County: stop impeding marijuana production | Editorial

We are disappointed with the direction that San Juan County is taking in regard to cannabis farming.

San Juan Sun Grown, a producer located on San Juan Island, has become the poster child for regulatory hurdles after it shut down operations in mid-December. Company owner David Rice said the cost of looming legal battles and weight of regulatory uncertainty proved too much for the fledgling enterprise to overcome.

In early December, the county hearings examiner overturned San Juan Sun Grown’s land-use permit and revoked its building permit, ruling that county planners erred by not adequately evaluating impacts of the facility on surrounding properties.

In the decision, prompted by an appeal filed by neighbors of the grow operation, the examiner cited noise, odor, traffic and pesticide use as the kind of impacts that required better evaluation.  The neighbors say the lawsuit over the use of Fieldstone Road, a privately owned and shared gravel driveway, will proceed even if the operation is said to have shut down. The dispute centers on an easement that reportedly prohibits commercial use of the shared road.
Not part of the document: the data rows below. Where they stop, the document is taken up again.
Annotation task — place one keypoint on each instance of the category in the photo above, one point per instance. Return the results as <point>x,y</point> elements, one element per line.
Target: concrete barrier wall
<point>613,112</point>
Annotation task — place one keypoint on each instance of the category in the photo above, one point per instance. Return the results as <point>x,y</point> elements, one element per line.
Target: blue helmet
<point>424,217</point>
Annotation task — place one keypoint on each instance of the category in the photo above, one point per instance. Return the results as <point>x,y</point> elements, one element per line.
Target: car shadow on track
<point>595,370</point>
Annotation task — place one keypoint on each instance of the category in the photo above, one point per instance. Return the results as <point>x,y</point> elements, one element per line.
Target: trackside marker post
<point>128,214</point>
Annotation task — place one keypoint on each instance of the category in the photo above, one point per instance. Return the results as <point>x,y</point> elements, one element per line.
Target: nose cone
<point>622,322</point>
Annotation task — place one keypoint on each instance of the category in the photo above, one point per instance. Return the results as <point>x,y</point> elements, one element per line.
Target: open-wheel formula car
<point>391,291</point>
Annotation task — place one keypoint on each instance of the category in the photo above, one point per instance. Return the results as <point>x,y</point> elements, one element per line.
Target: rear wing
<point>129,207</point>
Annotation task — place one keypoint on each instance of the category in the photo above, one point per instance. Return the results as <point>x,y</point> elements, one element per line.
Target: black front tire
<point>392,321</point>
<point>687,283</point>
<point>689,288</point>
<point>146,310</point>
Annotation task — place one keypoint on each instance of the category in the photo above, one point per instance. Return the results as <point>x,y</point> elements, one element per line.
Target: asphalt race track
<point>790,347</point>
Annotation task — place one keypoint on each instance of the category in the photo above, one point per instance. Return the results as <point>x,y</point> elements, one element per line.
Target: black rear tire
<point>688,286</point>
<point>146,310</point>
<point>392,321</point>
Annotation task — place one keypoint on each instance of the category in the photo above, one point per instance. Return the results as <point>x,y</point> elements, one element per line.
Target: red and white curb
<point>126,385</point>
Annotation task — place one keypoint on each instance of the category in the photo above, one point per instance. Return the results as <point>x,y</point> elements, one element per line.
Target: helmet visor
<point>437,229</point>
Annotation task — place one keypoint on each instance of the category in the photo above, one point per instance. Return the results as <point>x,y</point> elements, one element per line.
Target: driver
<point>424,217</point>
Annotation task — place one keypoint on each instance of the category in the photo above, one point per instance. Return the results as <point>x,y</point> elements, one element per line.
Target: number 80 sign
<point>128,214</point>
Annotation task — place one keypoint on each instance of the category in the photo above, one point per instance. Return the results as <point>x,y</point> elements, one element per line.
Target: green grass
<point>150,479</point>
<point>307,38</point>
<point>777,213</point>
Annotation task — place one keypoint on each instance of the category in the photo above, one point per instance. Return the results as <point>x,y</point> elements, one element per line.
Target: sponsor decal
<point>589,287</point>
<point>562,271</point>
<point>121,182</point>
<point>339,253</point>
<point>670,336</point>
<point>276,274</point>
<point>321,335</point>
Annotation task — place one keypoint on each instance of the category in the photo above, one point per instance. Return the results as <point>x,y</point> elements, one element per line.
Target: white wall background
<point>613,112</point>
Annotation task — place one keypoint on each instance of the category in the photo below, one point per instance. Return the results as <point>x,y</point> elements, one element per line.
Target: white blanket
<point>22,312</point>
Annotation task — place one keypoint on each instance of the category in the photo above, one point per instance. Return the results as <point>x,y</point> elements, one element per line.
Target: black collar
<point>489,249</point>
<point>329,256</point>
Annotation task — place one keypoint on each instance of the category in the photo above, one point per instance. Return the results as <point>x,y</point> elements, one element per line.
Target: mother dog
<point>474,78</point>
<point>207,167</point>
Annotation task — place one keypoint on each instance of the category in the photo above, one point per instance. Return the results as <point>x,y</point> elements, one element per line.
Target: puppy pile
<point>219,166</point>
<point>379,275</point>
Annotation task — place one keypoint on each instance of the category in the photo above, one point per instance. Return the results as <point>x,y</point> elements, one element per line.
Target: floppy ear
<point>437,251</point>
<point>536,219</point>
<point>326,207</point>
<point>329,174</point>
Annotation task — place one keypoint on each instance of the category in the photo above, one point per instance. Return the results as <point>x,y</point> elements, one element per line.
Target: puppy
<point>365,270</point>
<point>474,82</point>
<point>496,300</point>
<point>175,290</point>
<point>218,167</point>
Meanwhile, on Jan. 12, the San Juan County Council held a workshop to consider whether to impose a six-month “emergency” moratorium on the processing of land-use and building permits for marijuana-related facilities. Council members have raised concerns about local rules not being able to safeguard against impacts of pot production’s new frontier. Thankfully, in a 3-0 decision, the council voted to disengage from its pursuit of the moratorium – but primarily because it would have also targeted greenhouses, not just marijuana production.

Though the moratorium is off the table, the potential of a new regulatory regime for marijuana grow operations is not. The council is expected to receive updated information from planning staff and the agricultural resources committee at a Jan. 26 workshop. We applaud Councilman Rick Hughes of Orcas for standing in opposition of any new pot-related legislation that would hamper marijuana production, but we’re wondering what the other two council members are thinking.

It’s been two years since voters approved state Initiative 502, which legalized the cultivation, production, sale and recreational use of marijuana by adults. Yet the council chooses now, after islanders have put in months of hard work to get enterprises off the ground, to consider new rules? We are not expecting to see dozens of pot farms popping up all over the county. We feel the impact will be minimal.

Most can agree that sustaining local farms is good for the land, the community and local commerce. We are a county that is deeply rooted in agriculture. We give farmers incentives like “open space” tax breaks, but we won’t support a potentially lucrative new crop because of noise, odor and traffic concerns? The smell of pot is less odoriferous than chicken or steer manure.

The ins-and-out of the marijuana industry are well known. The steps that the council would need to take to enact new regulations are not overly burdensome, but we don’t think that is actually the point.  It’s time to accept that the production and sale of marijuana is legal in Washington state.

This is just one more way that San Juan County can develop its agricultural foothold – if our government can get out of the way and let this new chapter unfold.